Emma was struggling to take control of her smile. The man she had been besotted with for as long as she could remember was standing beside Arthur as she walked toward them. To her dismay, when she reached John’s side, he set his gaze on his punch glass instead, seemingly much more interested in that than in her.
“Emma, you remember John?” Arthur said warmly at her side, gesturing to him.
“How could I forget?” Emma smiled. “You two hardly spent a day apart as children. How are you, John?” She used his first name rather than his formal address. After all, they had been children together. One of her finest memories was of a day when she had fallen in the river on her family estate, and John was the one to pull her out. After that moment, with John’s arms around her waist and hers around his neck, surely, they didn’t need titles between them anymore?

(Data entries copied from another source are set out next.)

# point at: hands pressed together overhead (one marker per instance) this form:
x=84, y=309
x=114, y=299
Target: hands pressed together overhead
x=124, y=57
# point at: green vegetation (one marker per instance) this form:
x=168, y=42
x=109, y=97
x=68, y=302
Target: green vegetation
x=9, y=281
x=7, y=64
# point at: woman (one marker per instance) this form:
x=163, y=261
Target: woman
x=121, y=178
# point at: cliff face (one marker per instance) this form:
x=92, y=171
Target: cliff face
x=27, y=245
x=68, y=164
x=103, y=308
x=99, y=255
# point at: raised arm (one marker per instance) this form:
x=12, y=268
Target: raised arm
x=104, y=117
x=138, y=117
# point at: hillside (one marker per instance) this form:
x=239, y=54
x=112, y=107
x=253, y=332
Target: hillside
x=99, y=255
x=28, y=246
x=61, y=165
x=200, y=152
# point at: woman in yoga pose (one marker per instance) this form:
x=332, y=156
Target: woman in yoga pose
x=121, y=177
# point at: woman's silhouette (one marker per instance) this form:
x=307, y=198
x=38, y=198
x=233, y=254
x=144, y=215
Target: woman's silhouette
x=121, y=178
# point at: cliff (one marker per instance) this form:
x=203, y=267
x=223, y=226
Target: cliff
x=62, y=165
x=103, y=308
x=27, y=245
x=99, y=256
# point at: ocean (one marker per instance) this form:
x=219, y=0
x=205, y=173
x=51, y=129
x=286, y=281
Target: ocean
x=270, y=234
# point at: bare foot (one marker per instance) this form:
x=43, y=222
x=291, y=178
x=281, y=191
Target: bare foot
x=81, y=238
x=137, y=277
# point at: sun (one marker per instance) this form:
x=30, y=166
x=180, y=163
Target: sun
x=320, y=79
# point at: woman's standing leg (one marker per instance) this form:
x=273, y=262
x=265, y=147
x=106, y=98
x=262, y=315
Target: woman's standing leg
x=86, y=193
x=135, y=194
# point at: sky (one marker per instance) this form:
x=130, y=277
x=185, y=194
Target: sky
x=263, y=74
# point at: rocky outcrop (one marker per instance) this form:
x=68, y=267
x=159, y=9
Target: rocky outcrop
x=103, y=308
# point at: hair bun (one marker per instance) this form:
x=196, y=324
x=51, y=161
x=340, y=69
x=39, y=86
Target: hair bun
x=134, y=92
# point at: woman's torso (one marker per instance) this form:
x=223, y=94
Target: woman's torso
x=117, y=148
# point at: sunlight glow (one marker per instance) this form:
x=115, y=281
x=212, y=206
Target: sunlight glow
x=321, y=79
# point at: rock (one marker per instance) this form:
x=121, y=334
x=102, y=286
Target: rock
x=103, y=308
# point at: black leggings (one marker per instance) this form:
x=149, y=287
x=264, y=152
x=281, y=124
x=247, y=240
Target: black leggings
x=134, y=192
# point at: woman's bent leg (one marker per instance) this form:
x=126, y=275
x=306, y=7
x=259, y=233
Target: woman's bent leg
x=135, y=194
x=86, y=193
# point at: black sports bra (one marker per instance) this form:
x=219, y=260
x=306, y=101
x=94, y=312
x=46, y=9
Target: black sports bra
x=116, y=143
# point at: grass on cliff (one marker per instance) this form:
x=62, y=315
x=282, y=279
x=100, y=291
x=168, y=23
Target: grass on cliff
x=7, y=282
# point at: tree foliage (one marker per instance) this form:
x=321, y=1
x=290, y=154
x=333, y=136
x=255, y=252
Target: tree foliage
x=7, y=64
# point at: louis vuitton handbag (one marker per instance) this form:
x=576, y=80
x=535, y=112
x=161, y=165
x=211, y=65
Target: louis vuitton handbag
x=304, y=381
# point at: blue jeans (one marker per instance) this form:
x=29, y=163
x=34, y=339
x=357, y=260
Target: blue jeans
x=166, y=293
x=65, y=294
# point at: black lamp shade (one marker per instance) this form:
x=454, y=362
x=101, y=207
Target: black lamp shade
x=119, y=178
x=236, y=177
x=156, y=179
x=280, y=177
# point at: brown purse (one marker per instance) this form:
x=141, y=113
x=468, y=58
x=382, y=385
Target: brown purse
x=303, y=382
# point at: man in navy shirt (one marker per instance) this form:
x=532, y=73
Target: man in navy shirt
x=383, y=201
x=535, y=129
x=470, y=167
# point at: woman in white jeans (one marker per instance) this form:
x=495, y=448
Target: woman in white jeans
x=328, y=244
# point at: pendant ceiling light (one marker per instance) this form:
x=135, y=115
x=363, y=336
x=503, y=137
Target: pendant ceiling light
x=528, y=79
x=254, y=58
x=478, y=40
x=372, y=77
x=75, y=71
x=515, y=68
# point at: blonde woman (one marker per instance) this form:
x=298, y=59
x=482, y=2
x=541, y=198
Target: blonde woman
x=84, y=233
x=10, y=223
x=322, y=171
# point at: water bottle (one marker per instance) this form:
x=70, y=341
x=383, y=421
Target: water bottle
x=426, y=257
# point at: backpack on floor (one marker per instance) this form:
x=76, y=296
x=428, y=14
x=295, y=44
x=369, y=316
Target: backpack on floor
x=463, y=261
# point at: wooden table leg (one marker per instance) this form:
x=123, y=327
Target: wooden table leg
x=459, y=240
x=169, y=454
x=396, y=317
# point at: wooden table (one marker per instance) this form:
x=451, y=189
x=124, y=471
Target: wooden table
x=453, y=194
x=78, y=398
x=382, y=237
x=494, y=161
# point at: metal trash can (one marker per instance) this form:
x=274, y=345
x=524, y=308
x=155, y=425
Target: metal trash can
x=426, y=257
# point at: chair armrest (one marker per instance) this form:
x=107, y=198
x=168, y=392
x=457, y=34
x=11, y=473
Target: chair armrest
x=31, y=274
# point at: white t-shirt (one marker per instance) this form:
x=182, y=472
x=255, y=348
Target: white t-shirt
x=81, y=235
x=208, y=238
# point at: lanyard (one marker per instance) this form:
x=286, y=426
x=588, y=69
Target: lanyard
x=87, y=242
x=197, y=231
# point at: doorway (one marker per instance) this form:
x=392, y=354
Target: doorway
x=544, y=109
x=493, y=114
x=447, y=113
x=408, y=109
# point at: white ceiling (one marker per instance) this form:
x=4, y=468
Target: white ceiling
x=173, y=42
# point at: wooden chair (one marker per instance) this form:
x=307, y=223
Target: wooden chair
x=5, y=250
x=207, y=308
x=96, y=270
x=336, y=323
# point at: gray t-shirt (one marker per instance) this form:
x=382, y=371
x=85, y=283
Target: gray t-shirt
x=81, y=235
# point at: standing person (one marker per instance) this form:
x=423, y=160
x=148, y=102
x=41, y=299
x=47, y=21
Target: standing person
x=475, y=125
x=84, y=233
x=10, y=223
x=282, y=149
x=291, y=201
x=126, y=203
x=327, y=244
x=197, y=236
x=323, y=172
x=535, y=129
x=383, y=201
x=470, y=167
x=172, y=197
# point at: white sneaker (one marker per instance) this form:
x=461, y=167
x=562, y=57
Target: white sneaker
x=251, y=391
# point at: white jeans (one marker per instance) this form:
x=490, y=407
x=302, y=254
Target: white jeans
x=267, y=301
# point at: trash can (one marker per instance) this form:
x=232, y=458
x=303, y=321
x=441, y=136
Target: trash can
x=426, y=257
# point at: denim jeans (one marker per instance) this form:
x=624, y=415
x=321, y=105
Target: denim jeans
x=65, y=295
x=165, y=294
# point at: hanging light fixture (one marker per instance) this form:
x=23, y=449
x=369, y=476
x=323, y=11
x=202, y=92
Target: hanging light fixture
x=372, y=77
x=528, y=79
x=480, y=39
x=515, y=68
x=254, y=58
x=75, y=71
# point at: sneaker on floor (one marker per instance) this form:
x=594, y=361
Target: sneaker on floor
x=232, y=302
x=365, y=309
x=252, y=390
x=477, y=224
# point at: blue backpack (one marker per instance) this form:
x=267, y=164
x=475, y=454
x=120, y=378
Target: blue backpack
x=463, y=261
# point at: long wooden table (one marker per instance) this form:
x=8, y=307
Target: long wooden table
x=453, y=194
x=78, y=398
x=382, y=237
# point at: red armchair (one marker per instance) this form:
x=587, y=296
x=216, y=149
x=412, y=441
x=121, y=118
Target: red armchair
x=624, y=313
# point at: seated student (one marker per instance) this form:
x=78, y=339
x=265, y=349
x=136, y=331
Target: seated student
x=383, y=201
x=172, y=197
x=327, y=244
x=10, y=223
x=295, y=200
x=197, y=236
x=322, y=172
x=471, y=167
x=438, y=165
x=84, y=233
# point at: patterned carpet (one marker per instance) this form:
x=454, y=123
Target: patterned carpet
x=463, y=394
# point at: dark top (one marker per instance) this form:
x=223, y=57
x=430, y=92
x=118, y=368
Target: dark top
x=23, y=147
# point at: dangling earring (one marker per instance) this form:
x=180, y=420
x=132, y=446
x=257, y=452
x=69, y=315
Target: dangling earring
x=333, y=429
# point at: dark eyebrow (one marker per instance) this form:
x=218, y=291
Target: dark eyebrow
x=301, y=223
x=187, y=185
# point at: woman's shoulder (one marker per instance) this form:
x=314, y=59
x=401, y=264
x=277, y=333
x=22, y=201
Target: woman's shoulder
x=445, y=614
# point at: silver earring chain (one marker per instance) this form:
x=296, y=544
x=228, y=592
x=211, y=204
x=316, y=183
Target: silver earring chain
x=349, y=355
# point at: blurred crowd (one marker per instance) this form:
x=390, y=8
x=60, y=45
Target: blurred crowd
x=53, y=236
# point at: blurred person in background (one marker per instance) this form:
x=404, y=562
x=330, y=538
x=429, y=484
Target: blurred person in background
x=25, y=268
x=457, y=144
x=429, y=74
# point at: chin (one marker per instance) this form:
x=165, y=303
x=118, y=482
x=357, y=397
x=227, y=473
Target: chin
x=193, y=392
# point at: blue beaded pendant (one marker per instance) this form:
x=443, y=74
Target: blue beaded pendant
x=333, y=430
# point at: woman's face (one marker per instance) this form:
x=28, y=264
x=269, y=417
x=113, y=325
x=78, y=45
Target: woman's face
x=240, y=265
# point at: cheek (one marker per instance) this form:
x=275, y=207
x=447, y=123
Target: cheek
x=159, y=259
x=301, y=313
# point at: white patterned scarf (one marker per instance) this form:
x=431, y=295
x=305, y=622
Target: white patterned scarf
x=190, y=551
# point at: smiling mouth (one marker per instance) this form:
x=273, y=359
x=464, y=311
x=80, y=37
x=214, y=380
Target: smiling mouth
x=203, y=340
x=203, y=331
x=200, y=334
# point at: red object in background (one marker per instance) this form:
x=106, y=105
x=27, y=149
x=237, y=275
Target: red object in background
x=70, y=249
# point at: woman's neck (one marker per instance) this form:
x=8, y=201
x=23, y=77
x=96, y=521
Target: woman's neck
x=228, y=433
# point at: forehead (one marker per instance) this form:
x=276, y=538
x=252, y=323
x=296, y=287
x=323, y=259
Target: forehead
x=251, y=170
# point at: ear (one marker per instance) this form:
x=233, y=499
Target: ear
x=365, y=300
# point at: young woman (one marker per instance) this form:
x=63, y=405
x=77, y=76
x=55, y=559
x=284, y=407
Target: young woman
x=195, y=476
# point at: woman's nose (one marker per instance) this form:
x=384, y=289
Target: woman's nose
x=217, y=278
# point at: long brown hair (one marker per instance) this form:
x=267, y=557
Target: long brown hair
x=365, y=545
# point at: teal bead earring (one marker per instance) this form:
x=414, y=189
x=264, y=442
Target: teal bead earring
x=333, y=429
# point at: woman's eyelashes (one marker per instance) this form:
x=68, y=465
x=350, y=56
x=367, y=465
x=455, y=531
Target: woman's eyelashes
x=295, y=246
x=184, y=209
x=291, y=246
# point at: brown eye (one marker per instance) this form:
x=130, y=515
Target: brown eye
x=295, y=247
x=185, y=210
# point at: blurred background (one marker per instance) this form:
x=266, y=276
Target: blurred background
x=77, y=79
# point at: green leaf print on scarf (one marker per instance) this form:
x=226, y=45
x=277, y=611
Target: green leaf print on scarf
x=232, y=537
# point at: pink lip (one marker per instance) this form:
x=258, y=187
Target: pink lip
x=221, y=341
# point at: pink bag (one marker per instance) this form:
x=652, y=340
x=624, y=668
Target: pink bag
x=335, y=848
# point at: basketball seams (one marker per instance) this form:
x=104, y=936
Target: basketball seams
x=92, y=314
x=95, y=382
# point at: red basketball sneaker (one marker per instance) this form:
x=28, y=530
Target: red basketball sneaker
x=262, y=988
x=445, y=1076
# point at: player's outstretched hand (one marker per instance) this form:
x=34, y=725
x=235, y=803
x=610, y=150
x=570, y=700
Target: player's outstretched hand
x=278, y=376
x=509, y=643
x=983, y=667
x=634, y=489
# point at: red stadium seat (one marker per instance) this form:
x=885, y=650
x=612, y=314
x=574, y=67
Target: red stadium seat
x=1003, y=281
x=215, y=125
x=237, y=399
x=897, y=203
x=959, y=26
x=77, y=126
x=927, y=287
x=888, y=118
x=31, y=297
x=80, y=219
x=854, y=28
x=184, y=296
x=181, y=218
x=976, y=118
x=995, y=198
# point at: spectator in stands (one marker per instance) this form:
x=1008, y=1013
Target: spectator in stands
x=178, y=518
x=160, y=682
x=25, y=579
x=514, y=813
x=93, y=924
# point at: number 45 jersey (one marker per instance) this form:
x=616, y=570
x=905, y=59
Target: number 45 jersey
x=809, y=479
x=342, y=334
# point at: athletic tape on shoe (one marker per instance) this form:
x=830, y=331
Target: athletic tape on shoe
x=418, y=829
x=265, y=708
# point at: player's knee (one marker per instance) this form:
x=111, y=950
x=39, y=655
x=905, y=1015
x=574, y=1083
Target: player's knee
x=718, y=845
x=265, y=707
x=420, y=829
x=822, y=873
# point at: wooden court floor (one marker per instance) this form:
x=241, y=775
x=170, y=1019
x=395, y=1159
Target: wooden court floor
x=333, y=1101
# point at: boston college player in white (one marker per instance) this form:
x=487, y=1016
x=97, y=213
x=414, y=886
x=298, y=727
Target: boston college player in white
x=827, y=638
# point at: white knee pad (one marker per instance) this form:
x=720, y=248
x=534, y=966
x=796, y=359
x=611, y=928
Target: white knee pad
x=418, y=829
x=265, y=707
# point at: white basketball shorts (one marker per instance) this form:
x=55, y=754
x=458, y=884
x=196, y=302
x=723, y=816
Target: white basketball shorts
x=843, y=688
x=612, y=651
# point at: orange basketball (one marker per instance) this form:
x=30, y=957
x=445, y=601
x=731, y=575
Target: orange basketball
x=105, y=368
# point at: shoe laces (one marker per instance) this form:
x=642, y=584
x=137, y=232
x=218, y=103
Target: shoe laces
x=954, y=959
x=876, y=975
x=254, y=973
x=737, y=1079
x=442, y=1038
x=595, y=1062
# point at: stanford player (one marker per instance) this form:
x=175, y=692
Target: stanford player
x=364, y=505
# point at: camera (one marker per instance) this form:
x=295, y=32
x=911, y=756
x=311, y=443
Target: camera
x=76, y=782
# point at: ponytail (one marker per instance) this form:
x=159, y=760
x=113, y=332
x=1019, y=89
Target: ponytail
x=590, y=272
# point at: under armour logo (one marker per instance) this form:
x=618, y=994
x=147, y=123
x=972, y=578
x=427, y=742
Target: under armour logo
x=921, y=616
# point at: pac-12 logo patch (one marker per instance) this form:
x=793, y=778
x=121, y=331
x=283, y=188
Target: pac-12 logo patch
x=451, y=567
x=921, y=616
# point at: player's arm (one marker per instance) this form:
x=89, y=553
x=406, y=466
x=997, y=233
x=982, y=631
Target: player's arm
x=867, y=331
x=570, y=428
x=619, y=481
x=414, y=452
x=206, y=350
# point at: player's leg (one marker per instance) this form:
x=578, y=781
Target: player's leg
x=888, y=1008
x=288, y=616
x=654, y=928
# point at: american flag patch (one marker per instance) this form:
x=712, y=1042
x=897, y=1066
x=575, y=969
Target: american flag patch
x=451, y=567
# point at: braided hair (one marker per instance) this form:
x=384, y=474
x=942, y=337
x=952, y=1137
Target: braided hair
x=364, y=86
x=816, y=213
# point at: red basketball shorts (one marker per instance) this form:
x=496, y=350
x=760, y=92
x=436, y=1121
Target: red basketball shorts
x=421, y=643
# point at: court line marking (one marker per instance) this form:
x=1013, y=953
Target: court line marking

He lifted his blue gaze from his punch bowl and looked to her, offering a smile that seemed to her to be rather restrained.
“I am well. It is good to see you again, Lady Colbourne.” The moment he used her formal title, Emma felt her stomach sink. The excitement at seeing John again after all this time became swallowed by sadness.
With how well we know each other, he still doesn’t like me very much, does he?
“And you,” Emma took a small step backwards, realizing that she now had to make a hasty retreat. She’d rather hoped that with not having seen each other for two years, he might have warmed up to her a little bit, but no. But she was determined to have one more go at softening his cold exterior. “I’ve heard much from Arthur of your time together in Cambridge,” she said, offering a smile. “He has told me of some interesting escapades about the two of you. In particular, I remember a tale about you both on the river late at night and someone ending up in the river instead of on the boat.”
Arthur laughed warmly just as John’s eyes widened in surprise.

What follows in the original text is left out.